UK’s £2bn of aid sent to India over five years ‘failed to hit goals’ like poverty reduction, report finds
- UK provided £2.3bn to India between 2016 and 2021 to invest in development
- But it has failed to deliver goals due to incoherent approach, a review has found
More than £2billion in British aid to India over the last five years has failed to deliver its development goals due to an incoherent approach, a review has found.
Despite providing £2.3billion between 2016 and 2021 to invest in development goals, the UK Government has failed to achieve value for money in supporting inclusive growth and poverty reduction.
It also failed to adequately support Indian democracy and human rights, the audit from the Independent Commission for Aid Impact (ICAI) found.
The review gave the UK’s model of development cooperation – where aid is provided to developing countries – a score of amber-red which suggests it has resulted in a fragmented portfolio of investments without a strong development plan.
Dr Tamsyn Barton, chief commissioner of ICAI, said: ‘India was the 11th largest recipient of UK aid in 2021, receiving more aid than countries like Bangladesh and Kenya, so it is all the more important that every penny is well spent or invested.
More than £2billion in British aid to India over the last five years has failed to deliver its development goals due to an incoherent approach, a review has found (stock image)
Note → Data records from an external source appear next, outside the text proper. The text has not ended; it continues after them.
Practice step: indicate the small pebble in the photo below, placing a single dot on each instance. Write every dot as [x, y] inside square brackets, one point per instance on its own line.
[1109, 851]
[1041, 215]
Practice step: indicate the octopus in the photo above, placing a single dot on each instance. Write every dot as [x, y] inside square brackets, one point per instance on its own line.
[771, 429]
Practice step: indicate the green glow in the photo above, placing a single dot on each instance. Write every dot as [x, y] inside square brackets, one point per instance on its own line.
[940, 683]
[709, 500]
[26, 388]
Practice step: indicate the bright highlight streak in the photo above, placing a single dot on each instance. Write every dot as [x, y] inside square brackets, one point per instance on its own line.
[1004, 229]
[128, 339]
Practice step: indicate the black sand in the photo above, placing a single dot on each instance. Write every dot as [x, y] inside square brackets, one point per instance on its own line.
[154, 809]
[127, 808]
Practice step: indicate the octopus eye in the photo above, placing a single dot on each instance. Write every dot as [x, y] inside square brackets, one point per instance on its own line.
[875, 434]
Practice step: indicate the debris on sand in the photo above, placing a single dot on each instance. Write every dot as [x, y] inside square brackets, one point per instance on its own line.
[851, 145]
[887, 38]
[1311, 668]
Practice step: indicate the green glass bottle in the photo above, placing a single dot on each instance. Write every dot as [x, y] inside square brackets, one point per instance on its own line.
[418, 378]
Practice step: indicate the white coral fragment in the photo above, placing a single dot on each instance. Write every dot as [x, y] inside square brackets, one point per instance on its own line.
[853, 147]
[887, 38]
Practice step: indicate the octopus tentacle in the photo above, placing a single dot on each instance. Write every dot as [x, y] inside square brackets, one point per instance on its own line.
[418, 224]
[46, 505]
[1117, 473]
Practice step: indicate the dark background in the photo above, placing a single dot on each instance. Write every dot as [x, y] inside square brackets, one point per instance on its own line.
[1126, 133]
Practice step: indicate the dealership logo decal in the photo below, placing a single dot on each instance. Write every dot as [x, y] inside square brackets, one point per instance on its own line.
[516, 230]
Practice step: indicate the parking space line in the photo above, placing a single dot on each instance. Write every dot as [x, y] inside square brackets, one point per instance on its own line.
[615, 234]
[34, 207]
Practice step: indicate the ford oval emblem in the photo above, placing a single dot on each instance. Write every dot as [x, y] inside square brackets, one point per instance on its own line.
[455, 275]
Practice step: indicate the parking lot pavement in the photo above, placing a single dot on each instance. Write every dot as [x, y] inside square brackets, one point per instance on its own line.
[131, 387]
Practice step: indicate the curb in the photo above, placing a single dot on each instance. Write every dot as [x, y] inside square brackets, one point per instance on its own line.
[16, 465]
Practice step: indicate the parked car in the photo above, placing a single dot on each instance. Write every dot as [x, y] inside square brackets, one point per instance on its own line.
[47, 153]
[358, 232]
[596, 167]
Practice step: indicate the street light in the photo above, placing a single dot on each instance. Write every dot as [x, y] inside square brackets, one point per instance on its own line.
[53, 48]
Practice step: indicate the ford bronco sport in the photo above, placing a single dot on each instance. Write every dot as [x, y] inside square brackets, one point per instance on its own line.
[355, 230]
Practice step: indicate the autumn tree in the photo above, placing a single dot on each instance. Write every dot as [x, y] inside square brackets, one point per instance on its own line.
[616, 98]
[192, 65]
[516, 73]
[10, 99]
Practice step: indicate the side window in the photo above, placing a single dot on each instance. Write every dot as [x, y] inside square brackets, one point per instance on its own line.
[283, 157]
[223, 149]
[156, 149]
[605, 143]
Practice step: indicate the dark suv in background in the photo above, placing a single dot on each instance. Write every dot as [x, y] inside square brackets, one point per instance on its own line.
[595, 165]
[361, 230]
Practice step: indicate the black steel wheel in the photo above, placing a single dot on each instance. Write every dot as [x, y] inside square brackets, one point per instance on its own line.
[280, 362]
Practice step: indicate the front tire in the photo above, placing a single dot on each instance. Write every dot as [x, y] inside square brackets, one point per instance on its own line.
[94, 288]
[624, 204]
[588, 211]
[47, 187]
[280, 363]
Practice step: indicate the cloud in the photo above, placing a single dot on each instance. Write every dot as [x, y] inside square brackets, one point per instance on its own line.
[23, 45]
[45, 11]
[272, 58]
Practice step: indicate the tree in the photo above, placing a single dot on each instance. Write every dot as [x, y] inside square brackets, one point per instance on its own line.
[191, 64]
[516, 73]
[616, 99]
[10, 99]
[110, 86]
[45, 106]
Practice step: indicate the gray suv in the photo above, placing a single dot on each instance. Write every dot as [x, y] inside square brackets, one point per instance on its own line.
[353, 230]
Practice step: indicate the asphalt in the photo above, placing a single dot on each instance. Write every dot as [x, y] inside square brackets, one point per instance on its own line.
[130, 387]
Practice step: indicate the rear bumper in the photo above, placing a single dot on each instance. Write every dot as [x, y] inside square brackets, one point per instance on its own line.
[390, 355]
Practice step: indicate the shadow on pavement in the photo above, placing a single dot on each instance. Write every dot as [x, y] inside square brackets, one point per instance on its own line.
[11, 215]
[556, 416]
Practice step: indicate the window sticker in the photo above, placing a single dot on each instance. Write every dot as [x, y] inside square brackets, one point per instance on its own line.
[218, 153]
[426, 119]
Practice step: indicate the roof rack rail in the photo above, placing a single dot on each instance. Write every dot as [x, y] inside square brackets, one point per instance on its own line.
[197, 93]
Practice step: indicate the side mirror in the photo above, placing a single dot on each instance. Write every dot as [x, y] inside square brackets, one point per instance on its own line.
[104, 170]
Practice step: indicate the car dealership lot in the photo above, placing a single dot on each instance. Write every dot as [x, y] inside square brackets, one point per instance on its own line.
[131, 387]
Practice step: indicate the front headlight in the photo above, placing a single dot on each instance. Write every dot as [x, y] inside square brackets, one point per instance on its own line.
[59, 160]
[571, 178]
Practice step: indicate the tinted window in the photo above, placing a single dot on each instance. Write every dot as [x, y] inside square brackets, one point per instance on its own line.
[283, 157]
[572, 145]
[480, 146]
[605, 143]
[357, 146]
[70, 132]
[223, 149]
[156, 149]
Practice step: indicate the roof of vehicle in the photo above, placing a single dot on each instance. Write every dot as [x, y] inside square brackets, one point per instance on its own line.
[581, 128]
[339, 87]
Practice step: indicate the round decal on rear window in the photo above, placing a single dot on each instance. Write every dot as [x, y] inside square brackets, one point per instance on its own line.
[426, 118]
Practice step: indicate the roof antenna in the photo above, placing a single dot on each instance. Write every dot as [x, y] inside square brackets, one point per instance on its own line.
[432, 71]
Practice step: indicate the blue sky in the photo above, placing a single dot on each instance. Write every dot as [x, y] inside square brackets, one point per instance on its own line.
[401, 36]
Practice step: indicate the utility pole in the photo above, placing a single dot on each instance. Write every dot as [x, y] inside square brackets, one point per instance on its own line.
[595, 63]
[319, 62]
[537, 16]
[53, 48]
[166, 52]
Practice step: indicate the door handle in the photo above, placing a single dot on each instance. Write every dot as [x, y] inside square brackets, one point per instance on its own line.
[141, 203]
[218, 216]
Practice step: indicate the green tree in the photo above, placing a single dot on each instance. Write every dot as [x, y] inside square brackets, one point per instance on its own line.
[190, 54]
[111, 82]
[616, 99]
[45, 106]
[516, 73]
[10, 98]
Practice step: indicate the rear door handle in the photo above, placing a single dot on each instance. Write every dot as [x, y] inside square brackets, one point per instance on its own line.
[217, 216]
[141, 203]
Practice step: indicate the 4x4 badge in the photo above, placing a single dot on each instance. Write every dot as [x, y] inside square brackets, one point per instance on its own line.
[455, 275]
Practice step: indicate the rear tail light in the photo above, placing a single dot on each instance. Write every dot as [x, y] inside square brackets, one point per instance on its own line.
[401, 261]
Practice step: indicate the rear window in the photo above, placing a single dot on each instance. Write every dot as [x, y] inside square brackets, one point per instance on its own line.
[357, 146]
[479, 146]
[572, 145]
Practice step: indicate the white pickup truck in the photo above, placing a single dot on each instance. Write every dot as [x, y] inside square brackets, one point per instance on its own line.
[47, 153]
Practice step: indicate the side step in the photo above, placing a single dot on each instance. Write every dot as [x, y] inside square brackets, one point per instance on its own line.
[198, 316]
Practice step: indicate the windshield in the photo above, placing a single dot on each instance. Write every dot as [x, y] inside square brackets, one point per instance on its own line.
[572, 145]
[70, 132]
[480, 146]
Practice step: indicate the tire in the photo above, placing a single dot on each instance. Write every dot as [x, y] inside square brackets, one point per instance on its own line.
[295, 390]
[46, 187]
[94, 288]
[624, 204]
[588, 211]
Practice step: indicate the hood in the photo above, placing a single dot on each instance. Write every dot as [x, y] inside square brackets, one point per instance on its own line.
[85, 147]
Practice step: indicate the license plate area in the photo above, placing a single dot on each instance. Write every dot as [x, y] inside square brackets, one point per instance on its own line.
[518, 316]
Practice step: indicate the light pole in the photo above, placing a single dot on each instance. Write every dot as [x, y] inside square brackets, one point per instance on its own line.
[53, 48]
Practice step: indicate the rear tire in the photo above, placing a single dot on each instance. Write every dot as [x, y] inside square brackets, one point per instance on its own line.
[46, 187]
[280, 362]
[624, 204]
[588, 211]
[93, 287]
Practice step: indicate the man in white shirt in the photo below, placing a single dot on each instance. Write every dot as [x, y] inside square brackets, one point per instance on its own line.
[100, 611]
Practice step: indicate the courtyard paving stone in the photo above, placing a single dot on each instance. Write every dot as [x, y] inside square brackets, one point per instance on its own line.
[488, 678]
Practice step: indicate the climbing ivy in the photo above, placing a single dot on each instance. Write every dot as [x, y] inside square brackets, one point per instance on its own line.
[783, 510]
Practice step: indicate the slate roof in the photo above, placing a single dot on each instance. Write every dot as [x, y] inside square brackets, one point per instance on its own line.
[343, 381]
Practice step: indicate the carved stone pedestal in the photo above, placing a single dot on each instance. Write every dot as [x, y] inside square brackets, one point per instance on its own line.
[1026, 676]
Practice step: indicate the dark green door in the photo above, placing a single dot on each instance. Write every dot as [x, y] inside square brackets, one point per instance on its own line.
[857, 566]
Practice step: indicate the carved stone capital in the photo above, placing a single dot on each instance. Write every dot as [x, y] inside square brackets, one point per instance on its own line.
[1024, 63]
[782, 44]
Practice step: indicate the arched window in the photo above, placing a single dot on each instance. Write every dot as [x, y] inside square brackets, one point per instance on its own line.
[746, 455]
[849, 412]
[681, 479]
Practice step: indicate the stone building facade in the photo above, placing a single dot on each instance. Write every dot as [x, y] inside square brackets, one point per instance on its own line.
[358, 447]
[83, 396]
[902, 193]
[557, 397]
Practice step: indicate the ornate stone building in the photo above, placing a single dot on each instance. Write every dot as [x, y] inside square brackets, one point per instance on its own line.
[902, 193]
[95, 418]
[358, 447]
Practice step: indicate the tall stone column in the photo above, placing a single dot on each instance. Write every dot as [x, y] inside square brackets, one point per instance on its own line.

‘However, we found that the portfolio wasn’t coherent and that the development rationale for it wasn’t clear. And while we appreciate that democracy and human rights in India is a sensitive area for the UK, we were surprised to find out that the UK had largely ceased supporting work at the local level.’
She said there were some positives – particularly on climate change – but aid should focus on helping the Indian economy grow.
Although the aid included more than £1billion in investments, with the rest of the money being for general support, the audit found the portfolio was not being managed ‘coherently’ to make full use of the money.
A spokesman for the Foreign Office said that ‘since 2015 the UK has given no financial aid’ directly to the Indian government.
The spokesman added: ‘Most of our funding now is focused on business investments which help create new markets and jobs for the UK, as well as India. UK investments are also helping tackle shared challenges such as climate change.’